Many enzymes and other non-structural proteins have more than one native state, and they operate or undergo regulation by transitioning between these states. However, "native state" is used almost exclusively in the singular, typically to distinguish properly folded proteins from denatured or unfolded ones. In other contexts, the folded shape of a protein is most often referred to as its "conformation" or "structure."
Folded and unfolded proteins are often easily distinguished by virtue of their water solubilities, as many proteins become insoluble on denaturation. Proteins in the native state will have defined secondary structure, which can be detected spectroscopically, by circular dichroism and by nuclear magnetic resonance (NMR).

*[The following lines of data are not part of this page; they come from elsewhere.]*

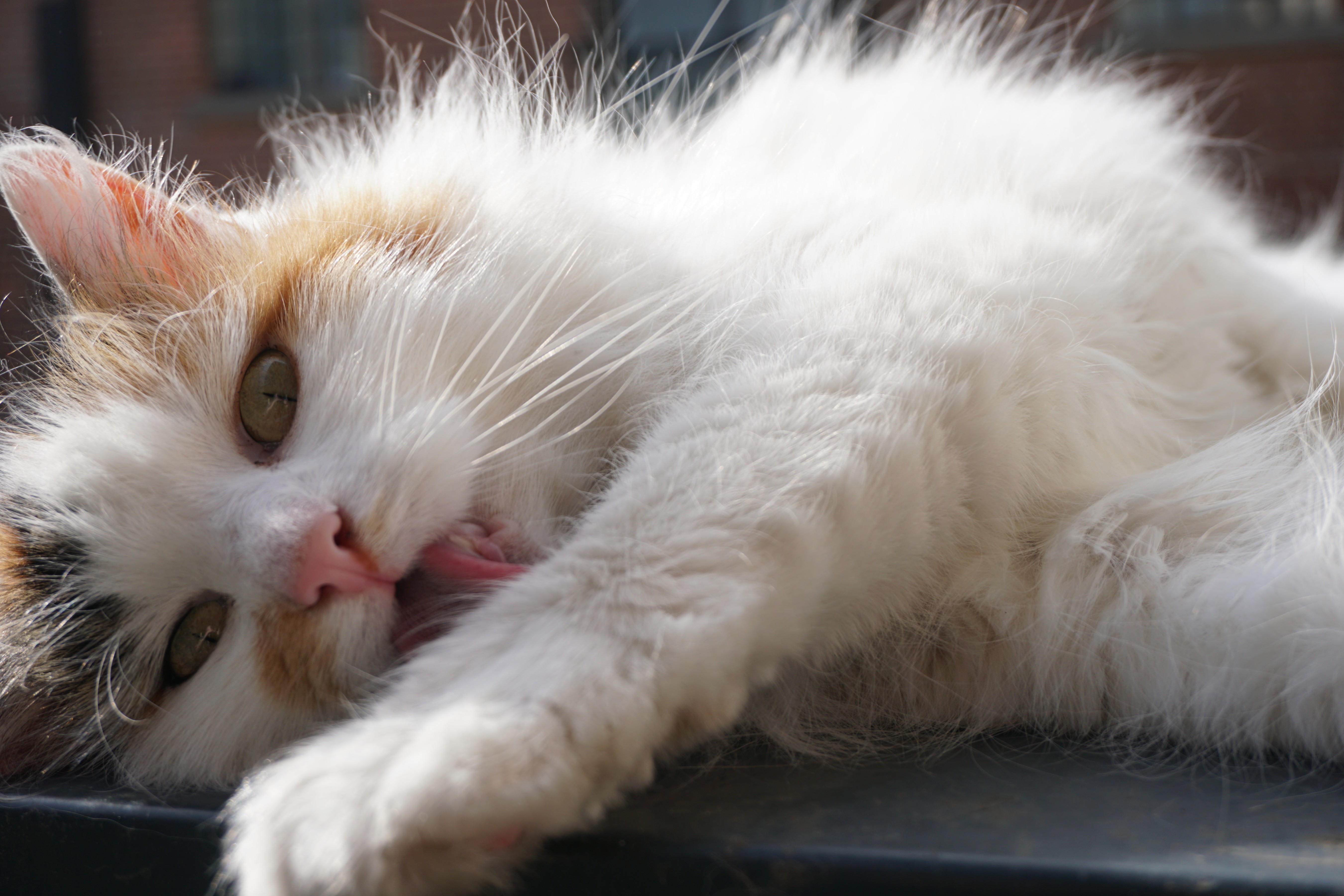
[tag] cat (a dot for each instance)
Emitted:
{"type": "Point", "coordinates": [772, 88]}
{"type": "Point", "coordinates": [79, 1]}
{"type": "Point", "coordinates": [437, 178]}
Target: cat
{"type": "Point", "coordinates": [518, 435]}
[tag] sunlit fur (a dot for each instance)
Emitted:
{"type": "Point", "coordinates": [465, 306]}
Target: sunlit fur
{"type": "Point", "coordinates": [923, 385]}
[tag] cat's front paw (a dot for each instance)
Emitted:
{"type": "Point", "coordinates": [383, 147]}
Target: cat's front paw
{"type": "Point", "coordinates": [412, 805]}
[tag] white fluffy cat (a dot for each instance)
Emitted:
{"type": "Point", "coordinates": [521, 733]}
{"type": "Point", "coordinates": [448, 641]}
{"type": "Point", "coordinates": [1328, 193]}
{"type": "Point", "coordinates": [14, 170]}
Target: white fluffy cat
{"type": "Point", "coordinates": [937, 386]}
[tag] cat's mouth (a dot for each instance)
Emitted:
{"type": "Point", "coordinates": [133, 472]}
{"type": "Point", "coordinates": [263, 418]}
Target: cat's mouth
{"type": "Point", "coordinates": [449, 578]}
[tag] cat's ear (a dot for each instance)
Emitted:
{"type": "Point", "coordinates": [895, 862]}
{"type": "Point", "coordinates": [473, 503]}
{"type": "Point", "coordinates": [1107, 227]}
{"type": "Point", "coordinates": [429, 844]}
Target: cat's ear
{"type": "Point", "coordinates": [103, 236]}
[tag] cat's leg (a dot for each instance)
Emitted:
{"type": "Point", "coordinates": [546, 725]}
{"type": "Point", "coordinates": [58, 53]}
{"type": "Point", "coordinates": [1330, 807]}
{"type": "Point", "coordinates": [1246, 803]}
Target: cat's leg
{"type": "Point", "coordinates": [1203, 602]}
{"type": "Point", "coordinates": [757, 523]}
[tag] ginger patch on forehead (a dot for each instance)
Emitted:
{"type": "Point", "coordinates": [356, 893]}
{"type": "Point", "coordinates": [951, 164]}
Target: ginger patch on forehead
{"type": "Point", "coordinates": [335, 240]}
{"type": "Point", "coordinates": [296, 657]}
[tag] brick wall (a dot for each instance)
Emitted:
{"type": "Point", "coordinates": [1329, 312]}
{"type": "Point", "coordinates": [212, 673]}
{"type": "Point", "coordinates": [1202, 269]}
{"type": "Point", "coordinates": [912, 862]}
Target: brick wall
{"type": "Point", "coordinates": [1284, 109]}
{"type": "Point", "coordinates": [148, 73]}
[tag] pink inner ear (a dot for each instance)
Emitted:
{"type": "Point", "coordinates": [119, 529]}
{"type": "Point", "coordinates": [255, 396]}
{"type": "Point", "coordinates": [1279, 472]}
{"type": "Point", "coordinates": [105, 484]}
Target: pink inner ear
{"type": "Point", "coordinates": [95, 225]}
{"type": "Point", "coordinates": [22, 741]}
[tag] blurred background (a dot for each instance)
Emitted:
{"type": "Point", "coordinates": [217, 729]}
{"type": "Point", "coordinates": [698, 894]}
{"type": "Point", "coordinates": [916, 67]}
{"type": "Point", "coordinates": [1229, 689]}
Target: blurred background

The native state of a protein can be distinguished from a molten globule, by among other things, distances measured by NMR. Amino acids widely separated in a protein's sequence may touch or lie very close to one another within a stably folded protein. In a molten globule, on the other hand, their time-averaged distances are liable to be greater.
Learning how native state proteins can be manufactured is important, as attempts to create proteins from scratch have resulted in molten globules and not true native state products. Therefore, an understanding of the native state is crucial in protein engineering.